There are a couple of possible options to correct for the shear wave speed measurement bias. One can use homogenous phantoms with known viscoelasticity to calibrate measurements made at different depth and steered angle. The transducer, its aperture size used for the push beam, and the lateral range used in shear wave speed measurement are usually fixed for a given clinical application. The calibration would only need to cover the viscoelastic range and measurement locations expected in a particular clinical application. For a curvilinear array, the active aperture can be translated along the curved surface of the transducer to produce push beams at different angles without real “steering”. Therefore, the correction factor probably will be insensitive to “steering angle” in this case because the push beam shape and frequency content of the shear wave should not change significantly for different push beam angles. The shear wave speed was measured in phantom 2 using 5 different push beam angles (0°, 4.7°, 9.5°, 14.2°, and 18.9°) when focusing at 30 mm with the C4-2. Variation of shear wave speed measurements among these 5 angles were less than 0.06 m/s (data not shown). A calibration table can be generated and used to correct for measurements in real tissues. Interpolation may be needed to increase the “resolution” of such a calibration table.
Another correction option is through simulation. The intensity field of the push beam can be calculated and used to compute the force field of the push beam. Shear waves generated by the push beam can be simulated with Finite Element Method (Palmeri et al. 2005) or Green's function (Bercoff et al. 2004b). Measurement bias along the lateral direction at the focal depth can then be estimated from these simulations and used to correct real tissue measurements. A correction table similar to the phantom calibration approach can be generated by the simulation method. The 3D beam shape for pulse-echo detection can also introduce averaging to shear wave motion detection (Palmeri et al. 2006) and therefore should also be accounted for in the simulation correction approach.
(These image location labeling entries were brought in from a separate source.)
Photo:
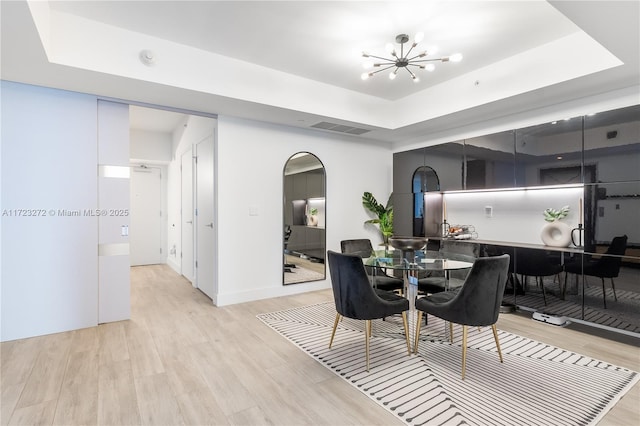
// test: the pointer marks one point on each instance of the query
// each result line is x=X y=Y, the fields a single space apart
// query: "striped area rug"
x=537 y=385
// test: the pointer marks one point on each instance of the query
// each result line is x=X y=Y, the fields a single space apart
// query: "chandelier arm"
x=427 y=60
x=381 y=58
x=383 y=69
x=409 y=51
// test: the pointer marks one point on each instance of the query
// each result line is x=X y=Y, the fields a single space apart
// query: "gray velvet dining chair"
x=477 y=303
x=356 y=299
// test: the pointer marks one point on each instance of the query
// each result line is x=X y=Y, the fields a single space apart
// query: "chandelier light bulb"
x=390 y=49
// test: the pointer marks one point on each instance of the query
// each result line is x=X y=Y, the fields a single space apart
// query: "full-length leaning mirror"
x=304 y=211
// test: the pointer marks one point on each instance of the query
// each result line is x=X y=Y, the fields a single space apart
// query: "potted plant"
x=551 y=215
x=313 y=218
x=384 y=215
x=556 y=233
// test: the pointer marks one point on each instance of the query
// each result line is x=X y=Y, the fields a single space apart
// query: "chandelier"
x=405 y=60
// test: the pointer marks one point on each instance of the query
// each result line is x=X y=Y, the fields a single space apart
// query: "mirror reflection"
x=304 y=219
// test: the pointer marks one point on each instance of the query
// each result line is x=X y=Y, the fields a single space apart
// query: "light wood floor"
x=180 y=360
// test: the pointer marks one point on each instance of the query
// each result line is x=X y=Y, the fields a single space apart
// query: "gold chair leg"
x=335 y=325
x=367 y=333
x=417 y=336
x=406 y=331
x=464 y=349
x=495 y=337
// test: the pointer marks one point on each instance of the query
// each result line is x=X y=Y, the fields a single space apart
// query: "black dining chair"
x=536 y=263
x=377 y=275
x=356 y=299
x=477 y=303
x=607 y=266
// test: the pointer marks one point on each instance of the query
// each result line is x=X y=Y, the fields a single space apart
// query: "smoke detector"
x=147 y=57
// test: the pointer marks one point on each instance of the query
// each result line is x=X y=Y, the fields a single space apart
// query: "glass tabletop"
x=421 y=260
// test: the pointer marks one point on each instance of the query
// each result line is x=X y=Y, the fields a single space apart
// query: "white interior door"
x=186 y=223
x=205 y=236
x=145 y=234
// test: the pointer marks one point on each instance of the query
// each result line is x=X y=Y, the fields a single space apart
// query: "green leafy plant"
x=551 y=215
x=384 y=215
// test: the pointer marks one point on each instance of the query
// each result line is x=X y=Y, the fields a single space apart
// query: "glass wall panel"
x=489 y=161
x=612 y=145
x=447 y=161
x=549 y=153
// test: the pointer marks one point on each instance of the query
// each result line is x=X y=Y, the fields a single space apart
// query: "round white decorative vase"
x=556 y=234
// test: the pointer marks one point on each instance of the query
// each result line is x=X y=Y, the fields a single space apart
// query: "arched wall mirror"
x=425 y=180
x=304 y=221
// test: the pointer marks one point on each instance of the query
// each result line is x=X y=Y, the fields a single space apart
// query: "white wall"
x=516 y=214
x=150 y=147
x=49 y=164
x=249 y=173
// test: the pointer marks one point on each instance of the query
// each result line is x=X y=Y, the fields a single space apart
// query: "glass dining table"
x=413 y=265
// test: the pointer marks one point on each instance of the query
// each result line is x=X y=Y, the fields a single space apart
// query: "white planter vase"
x=556 y=234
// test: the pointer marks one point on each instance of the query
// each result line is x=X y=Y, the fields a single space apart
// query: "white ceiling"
x=299 y=63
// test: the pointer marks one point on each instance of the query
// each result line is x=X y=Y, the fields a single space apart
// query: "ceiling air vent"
x=324 y=125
This study has some limitations. First, the possible reasons for these observed biases in shear wave speed measurement are hypothetical and not confirmed. This study is intended as a “case report” to alert investigators in this field of a potential problem in these measurements. Further investigations are required to understand and confirm the mechanism causing this phenomenon. The simulation approach outlined above may provide valuable insights into this investigation. Second, the MRE and 1D TE utilized different excitation sources, shear wave frequencies, reconstruction algorithms, and regions of interest that introduce additional unknowns for the comparison with shear wave speed measured by time-of-flight with radiation force, making them not ideal control experiments. Third, shear wave detection in this study used flash imaging, which is different from the typical focused “beam” detection in other methods such as ARFI. Therefore, results in this study may be different from other methods where beam detection is used. SNR of echoes from flash imaging may not be as high as that from the focused beam detection schemes. Displacement tracking errors associated with scatterer shearing within the tracking point spread function (Palmeri et al. 2006) is also different for flash imaging. However, shear waves detected by flash imaging matched simulation by Green's function very well in viscoelastic phantom studies, suggesting that flash imaging can provide reliable tracking of shear waves (Bercoff et al. 2004b).
CONCLUSION
It is shown with a systematic phantom study that time-of-flight shear wave speed measurements using radiation force produced by a focused ultrasound beam can be dependent on transducer geometry, focusing depth, and lateral tracking range used. Measurement bias can be large in terms of clinical relevance and therefore require careful monitoring or correction.
ACKNOWLEDGEMENTS
This work was supported by NIH grants DK082408, EB02640, and EB001981. The authors thank Dr. Richard Ehman for his support of MRE measurements on phantoms used in this study.